Using this result for $a_0$, we can calculate the energy associated with Bohr's radius, which is the Rydberg energy. We do so by plugging in the $a_0$ we have found to either $U$ or $E_{kin}$ (note that the two terms were assumed to be the same at $a_0$ !). Plugging into $U$ gives $$ E_1 \sim {e^2 \over a_0} \sim {m_e e^4 \over \hbar^2}. $$ where $E_1$ is the energy of the lowest state (i.e., 1 Rydberg).
We can immediately also find out how the result will change if we consider a high-Z hydrogen like atom (e.g., the radius of Fe ionized 25 times, leaving just one electron), or if we consider a positronum.
In the first case of a high-Z hydrogen like atom, all we have to realize is that here the potential energy has $Z e^2$ in it instead of $e^2$. By make this transformation, that $e^2 \rightarrow Z e^2$, we can therefore deduce that
$$ a_Z = { a_0\over Z}, ~~\mathrm{and}~~ E_Z = {E_1 Z^2}. $$ Similarly, if we consider a positronium (which is a positron-electron pair orbiting each other), all we have to do is remember our classical mechanics.
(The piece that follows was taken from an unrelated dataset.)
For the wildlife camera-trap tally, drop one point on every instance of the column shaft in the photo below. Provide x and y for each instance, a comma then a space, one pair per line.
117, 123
The relevant quantity in a two body problem is not the mass, but instead the reduced mass $\mu = m_1 m_2 / (m_1 + m_2)$. For the positron+electron case, one has $\mu = m_e/2$. Hence, the radius of the lowest orbit of a positronium is obtained by $m_e \rightarrow m_e/2$, giving that $$ a_{ee} ={ 2 a_0}, ~~\mathrm{and}~~ E_{ee} = {E_1 \over 2}. $$ Clearly, equipartition can be a very useful tool to derive the approximate properties of atoms, and perhaps more impressively, derive how those properties scale between different systems.